2 Comments leave one →
  1. Anonymus permalink
    February 3, 2013 5:16 am

    Since almost no one I have to interact with in real life has heard of CAPD, I usually say I’m hard of hearing in the hopes that they will understand why I can’t use the phone. Usually, these hopes are too optimistic. I remember trying to get my ISP to fix a problem I was having with my internet. I went in person so that I could read lips. I wrote down all that diagnostic information they would need (I’m techy enough to know what information they needed). And I went in and explained my problem. “You need to call our tech support line.” “I can’t call the tech support line because I’m hard of hearing.” “Our tech support line is offered in $list-of-languages.” “That’s great, but I still deaf in those other languages too.”

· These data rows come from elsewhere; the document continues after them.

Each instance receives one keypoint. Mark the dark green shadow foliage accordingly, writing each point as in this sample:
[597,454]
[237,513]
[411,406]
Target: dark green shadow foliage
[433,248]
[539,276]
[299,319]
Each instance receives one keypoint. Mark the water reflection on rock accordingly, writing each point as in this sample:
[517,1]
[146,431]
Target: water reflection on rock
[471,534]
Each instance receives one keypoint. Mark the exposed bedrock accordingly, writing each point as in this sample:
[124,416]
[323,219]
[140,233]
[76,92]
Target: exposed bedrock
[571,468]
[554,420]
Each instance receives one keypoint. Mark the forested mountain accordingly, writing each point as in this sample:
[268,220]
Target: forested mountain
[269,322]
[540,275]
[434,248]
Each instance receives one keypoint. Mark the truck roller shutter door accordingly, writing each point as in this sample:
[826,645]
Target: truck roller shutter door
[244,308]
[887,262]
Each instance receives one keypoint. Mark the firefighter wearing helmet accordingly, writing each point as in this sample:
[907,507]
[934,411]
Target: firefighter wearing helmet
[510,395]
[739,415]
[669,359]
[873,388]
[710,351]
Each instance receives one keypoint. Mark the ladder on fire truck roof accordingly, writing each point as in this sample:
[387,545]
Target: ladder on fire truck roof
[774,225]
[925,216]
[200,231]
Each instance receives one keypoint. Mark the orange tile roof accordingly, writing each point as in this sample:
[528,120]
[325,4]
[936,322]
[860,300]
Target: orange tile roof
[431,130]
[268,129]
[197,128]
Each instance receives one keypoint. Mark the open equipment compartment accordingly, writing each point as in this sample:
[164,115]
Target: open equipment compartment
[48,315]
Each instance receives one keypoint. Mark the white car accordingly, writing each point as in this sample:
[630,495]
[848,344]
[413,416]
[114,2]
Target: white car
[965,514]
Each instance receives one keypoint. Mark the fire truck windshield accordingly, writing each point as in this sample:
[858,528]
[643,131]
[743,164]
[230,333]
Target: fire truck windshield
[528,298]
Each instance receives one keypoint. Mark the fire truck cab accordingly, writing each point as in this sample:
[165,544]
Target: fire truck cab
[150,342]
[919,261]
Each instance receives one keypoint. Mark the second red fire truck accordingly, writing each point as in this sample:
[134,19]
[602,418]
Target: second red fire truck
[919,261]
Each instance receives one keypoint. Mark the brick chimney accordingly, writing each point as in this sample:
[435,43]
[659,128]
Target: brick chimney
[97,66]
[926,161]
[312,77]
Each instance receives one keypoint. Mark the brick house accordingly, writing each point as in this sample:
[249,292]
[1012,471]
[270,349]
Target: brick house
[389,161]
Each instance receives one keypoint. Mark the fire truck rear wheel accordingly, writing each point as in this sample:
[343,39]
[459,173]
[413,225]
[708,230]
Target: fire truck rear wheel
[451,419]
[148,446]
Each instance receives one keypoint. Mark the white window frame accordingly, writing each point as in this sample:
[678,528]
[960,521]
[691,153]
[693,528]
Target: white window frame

    Eventually, I got my landlady to do it. The only way I can communicate with my bank is by having a relative call and pretend to be me, which is something I’m increasingly uncomfortable with doing.

    I wish we had relay in my country. I would get a TDD.

    I also hate the phone because I will do anything I can get to get off the phone as fast as possible, and saying “no” and “I can’t hear you” doesn’t do that. Saying I can’t hear you makes them repeat their message, equally garbled by the sounds of the tram in the background. Saying “no” makes them produce more speech, probably trying to convince me to say yes. So the best strategy to get off the phone is saying yes to whatever it is, even though I will get off the phone having no idea what I’ve agreed to and if reminded later I’ll feel bad and wish I hadn’t agreed to whatever it was. But it’s the only way I know to make some stop making noises at me that I can’t understand what they’re saying. I try to answer it at all because it’s annoying. I figure if it’s really important they can send me an e-mail or text message and then I can think about what they have said and what I want to say back before responding.

    • urocyon permalink*
      February 9, 2013 2:11 pm

      So the best strategy to get off the phone is saying yes to whatever it is, even though I will get off the phone having no idea what I’ve agreed to and if reminded later I’ll feel bad and wish I hadn’t agreed to whatever it was. But it’s the only way I know to make some stop making noises at me that I can’t understand what they’re saying.

      You too, then? 😦 I would not be at all surprised if this is a common way of dealing with things. It really can make a lot of problems worse, and it’s sometimes hard not to kick myself over that. But, we do what we have to do; shame it’s necessary at all, though.